The drinks industry supports over 90,000 jobs in Ireland and delivered exports worth €1.45 billion in 2019.
The seven-point plan is as follows:
1. Allowing drinks producers to continue manufacturing
Drinks Ireland says that producers should be allowed to continue to operate, as is currently the case, in accordance with relevant protocols. While Irish drinks exports have declined during the Covid-19 crisis, the industry should be well-positioned to bounce-back and return to full export value in a very short period, to the benefit of the Irish economy, if it is allowed to continue operating in a scaled-back manner.
2. Support exports by putting boots on the ground
Supporting brands to recover and regain market position and share should be a key priority for government, the group states. Irish drinks exporters should be supported in rebooting brand marketing and activation in key markets. Central to this should be an ambitious programme of support – of up to 70% – to allow companies to directly and exclusively employ graduate brand ambassadors in key markets for at least 12 months.
3. Roadmap for the reopening of the hospitality sector
The “how-to” of reopening both the hospitality and tourism sectors is far from clear and Drinks Ireland is urging policy makers to establish a sectoral working group, including representatives from Drinks Ireland and all parts of the hospitality sector to jointly agree a coherent Roadmap for the reopening of the hospitality sector. Drinks Ireland members trade in over 140 markets globally so are uniquely placed to input their knowledge and expertise of what has worked and what hasn’t across the globe.
4. Supporting domestic tourism when visitor centres re-open
Irish drinks visitor attractions are highly dependent on international tourists, who account for 88% of visitors. Drinks Ireland projects a loss of 70-80% of visitors to these attractions in 2020, with further significant declines expected in 2021 depending on the length of time it takes for international travel and tourism to recover. It said that proactive support and promotion will be required to drive domestic tourism when these attractions do re-open.
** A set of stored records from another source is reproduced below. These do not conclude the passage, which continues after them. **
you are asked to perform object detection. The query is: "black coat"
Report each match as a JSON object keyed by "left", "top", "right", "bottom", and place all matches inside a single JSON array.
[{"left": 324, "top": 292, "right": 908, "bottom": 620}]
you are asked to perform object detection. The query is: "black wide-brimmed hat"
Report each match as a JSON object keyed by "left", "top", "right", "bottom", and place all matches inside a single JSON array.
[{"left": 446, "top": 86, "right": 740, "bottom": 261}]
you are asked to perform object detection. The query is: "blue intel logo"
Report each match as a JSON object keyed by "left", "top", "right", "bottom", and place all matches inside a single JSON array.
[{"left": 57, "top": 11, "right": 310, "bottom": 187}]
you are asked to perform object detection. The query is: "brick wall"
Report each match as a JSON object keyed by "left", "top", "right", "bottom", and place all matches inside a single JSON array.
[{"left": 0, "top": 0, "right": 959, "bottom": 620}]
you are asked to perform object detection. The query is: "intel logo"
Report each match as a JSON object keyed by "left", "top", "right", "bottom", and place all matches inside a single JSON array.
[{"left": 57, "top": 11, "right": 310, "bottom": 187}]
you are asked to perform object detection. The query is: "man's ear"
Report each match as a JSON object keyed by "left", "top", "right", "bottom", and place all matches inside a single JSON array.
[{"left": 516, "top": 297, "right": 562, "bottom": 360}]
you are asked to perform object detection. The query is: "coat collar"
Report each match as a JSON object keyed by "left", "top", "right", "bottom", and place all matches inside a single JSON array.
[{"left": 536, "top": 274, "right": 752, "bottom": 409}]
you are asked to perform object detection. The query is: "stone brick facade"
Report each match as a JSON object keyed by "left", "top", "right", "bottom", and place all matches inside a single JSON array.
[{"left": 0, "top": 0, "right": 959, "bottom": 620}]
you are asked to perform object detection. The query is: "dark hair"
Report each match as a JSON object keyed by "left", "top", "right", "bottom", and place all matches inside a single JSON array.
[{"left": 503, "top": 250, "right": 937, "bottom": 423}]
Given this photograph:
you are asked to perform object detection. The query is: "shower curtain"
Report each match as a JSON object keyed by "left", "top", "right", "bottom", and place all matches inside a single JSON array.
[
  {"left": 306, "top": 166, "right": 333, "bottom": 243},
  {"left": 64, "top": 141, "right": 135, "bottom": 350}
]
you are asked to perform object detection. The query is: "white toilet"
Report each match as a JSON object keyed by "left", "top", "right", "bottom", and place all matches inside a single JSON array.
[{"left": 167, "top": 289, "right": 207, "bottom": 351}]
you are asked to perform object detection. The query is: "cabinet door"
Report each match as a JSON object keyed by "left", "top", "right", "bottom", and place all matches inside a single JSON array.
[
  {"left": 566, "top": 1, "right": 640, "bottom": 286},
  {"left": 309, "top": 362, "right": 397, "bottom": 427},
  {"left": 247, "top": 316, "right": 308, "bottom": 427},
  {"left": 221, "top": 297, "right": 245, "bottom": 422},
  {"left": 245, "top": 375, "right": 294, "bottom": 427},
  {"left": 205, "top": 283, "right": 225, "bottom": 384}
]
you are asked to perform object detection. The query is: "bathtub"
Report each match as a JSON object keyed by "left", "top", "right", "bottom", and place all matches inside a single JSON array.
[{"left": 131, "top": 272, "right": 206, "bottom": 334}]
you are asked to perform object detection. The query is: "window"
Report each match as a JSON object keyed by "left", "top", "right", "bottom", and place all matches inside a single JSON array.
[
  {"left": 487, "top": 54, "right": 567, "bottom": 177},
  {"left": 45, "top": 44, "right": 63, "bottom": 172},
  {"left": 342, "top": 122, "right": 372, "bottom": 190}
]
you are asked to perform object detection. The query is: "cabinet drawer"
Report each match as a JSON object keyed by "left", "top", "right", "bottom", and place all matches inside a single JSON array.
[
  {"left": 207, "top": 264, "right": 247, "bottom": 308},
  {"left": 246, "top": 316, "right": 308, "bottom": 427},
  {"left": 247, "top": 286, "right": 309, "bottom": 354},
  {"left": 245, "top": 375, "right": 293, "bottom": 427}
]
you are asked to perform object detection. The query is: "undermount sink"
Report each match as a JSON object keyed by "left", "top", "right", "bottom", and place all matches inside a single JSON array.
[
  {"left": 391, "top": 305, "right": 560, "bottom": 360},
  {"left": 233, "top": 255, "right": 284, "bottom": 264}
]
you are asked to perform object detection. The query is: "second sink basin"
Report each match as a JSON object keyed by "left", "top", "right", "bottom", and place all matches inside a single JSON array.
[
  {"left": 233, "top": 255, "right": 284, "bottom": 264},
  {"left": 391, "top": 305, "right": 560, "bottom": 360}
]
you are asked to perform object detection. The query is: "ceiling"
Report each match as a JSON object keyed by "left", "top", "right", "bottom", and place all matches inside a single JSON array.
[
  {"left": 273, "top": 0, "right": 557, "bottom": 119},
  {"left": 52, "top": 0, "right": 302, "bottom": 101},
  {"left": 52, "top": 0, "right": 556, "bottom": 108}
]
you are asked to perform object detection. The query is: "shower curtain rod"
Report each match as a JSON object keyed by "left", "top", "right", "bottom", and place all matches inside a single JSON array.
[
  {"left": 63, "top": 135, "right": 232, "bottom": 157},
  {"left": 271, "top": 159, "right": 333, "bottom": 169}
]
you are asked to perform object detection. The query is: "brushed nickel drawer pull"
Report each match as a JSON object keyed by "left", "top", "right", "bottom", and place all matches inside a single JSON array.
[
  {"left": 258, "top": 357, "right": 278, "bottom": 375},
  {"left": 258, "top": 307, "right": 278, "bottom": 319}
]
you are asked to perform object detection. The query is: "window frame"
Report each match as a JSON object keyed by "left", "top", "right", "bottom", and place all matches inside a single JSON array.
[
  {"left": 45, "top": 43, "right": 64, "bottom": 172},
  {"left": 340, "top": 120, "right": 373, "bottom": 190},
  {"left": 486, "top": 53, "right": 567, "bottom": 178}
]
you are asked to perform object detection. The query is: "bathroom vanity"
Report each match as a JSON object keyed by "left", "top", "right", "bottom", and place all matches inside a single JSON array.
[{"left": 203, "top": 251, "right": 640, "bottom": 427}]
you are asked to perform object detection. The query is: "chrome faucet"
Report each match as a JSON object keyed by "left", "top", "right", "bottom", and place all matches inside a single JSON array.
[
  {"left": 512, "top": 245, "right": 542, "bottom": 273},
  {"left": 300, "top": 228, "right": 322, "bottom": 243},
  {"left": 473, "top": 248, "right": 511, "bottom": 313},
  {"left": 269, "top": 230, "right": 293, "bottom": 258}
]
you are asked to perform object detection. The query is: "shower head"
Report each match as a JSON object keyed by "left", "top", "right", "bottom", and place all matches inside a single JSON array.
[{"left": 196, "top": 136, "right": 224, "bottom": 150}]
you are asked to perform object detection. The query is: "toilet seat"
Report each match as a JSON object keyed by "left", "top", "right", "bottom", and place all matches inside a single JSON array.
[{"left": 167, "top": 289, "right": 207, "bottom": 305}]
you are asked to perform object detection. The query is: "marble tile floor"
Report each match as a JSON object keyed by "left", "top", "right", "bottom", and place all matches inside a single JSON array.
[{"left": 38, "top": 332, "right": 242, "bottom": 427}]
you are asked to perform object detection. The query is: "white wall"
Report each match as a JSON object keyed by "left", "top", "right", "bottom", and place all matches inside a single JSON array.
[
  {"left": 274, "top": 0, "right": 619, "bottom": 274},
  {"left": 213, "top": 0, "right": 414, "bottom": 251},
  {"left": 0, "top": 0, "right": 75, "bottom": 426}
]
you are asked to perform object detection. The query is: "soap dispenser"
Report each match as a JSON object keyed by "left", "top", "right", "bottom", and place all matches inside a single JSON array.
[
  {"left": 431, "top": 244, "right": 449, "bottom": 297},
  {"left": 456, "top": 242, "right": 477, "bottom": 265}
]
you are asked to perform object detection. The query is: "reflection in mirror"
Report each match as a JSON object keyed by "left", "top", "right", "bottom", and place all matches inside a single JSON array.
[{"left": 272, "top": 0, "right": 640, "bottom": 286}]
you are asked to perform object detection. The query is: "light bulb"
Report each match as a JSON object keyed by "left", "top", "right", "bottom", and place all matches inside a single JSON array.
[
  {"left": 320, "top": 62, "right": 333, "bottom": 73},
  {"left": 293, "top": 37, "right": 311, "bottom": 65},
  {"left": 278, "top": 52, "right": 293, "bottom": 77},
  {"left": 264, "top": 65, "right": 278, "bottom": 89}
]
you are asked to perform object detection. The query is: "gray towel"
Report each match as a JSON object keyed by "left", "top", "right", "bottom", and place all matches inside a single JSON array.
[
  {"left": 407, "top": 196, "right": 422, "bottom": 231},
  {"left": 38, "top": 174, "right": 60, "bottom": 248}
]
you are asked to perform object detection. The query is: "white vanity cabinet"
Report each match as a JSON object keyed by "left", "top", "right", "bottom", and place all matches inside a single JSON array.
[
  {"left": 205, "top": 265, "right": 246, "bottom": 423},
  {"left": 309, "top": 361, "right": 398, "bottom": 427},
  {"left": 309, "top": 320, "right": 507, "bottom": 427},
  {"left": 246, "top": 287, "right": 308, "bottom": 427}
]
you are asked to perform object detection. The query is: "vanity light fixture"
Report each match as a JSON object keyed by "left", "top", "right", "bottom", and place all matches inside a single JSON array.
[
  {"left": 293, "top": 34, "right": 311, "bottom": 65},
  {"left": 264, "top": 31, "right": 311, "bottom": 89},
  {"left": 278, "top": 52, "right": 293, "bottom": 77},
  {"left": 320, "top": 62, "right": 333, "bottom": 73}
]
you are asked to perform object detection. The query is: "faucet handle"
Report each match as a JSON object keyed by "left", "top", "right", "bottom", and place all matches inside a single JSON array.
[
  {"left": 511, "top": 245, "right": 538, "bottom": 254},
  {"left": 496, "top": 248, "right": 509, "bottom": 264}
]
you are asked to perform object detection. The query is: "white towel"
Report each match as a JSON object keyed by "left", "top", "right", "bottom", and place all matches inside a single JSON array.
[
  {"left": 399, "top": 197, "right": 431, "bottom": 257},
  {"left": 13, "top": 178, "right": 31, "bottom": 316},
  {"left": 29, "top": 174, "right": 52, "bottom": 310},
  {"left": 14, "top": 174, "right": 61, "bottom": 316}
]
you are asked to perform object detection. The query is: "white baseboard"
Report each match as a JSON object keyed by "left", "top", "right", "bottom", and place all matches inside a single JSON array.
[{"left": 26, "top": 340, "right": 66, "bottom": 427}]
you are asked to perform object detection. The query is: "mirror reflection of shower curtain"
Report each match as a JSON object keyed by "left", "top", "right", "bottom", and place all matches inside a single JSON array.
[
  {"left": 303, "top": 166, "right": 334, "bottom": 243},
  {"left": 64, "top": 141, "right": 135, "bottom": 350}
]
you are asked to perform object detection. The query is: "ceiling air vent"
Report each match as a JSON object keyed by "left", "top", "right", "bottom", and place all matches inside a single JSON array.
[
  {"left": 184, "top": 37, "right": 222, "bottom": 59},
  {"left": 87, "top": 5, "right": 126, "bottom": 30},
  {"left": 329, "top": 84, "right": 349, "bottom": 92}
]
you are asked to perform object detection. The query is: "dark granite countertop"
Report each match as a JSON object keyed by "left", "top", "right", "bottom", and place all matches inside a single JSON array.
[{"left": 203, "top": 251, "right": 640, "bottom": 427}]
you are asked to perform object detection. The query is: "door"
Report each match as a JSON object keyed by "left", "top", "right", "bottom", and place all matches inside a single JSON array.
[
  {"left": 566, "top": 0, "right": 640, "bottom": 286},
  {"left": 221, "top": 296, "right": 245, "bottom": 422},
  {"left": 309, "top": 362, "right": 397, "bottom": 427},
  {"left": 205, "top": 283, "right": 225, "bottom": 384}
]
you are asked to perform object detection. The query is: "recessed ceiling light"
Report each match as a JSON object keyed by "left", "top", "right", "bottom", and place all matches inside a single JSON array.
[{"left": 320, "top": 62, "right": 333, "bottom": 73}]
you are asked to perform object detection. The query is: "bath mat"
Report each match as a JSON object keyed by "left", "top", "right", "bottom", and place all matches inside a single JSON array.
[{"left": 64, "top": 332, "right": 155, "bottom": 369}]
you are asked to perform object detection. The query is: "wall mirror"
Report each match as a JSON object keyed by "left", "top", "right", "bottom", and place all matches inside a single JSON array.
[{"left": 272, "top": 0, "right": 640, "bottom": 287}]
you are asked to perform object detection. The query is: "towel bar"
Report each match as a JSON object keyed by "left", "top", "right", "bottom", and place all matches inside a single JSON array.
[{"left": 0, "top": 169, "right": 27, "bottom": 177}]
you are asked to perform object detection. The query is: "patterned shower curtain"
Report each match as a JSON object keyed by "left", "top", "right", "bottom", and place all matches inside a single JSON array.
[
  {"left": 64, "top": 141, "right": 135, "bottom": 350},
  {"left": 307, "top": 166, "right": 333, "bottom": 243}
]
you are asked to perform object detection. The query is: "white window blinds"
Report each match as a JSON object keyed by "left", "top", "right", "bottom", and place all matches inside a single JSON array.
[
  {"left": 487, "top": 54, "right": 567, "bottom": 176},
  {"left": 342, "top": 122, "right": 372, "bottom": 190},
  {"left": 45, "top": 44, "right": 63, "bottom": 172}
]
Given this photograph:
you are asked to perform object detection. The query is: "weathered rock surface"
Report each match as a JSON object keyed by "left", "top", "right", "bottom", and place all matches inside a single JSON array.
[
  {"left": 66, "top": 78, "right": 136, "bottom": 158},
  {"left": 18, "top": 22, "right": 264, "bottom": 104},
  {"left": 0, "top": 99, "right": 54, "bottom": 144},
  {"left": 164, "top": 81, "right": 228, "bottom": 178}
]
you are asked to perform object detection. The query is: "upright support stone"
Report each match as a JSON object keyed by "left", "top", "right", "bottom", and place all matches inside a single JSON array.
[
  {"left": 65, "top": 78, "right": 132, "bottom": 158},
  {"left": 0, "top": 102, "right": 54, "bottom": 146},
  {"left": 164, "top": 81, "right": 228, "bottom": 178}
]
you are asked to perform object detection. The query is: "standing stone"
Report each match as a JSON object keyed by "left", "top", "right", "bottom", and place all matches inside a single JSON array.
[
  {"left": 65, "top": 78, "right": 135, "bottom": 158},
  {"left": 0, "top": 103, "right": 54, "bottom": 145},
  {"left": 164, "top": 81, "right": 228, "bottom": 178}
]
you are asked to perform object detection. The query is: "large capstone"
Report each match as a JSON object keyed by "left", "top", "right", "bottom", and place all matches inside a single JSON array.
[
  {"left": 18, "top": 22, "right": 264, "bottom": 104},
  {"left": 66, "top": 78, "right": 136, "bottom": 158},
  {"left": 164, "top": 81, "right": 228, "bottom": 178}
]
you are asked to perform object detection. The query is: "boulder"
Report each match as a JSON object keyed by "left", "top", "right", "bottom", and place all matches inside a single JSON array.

5. Urgent cashflow supports including VAT and excise deferral
Drinks Ireland has called for swift action to assist businesses with their cashflow, including the deferral of all further excise and VAT payments until the crisis has passed, the cancellation of the commercial rate charge for the period of the pandemic and a guarantee that the current wage subsidy will not be subject to a tax review by the Revenue at the end of the year.
6. Allow for direct online selling to support the craft sector
With pubs, restaurants and hotels closed, industry estimates that alcohol sales are down 30% overall, and many craft producers do not have good off-trade reach in the domestic market. Drinks Ireland says that allowing them to sell directly online to the Irish consumer, without minimum volume requirements, would support the sector. It would also align Ireland with the majority of other European countries.
7. Delivering mutual tariff relief
Drinks Ireland calls on the Irish government to actively propose that the EU seek to expedite a reciprocal agreement with the US on the elimination of all tariffs applied as a result of recent disputes, as part of a mutually beneficial stimulus response to the Covid-19 economic crisis. The US has imposed a 25% tariff on a range of EU imports, including Irish cream liqueurs and other Irish liqueurs.
“The drinks industry, like many other sectors in Ireland’s economy, has been severely impacted by Covid-19,” said Patricia Callan, director of Drinks Ireland. “It is vital that a range of supports and measures are put in place to support jobs and to allow the sector to continue delivering for the Irish economy.”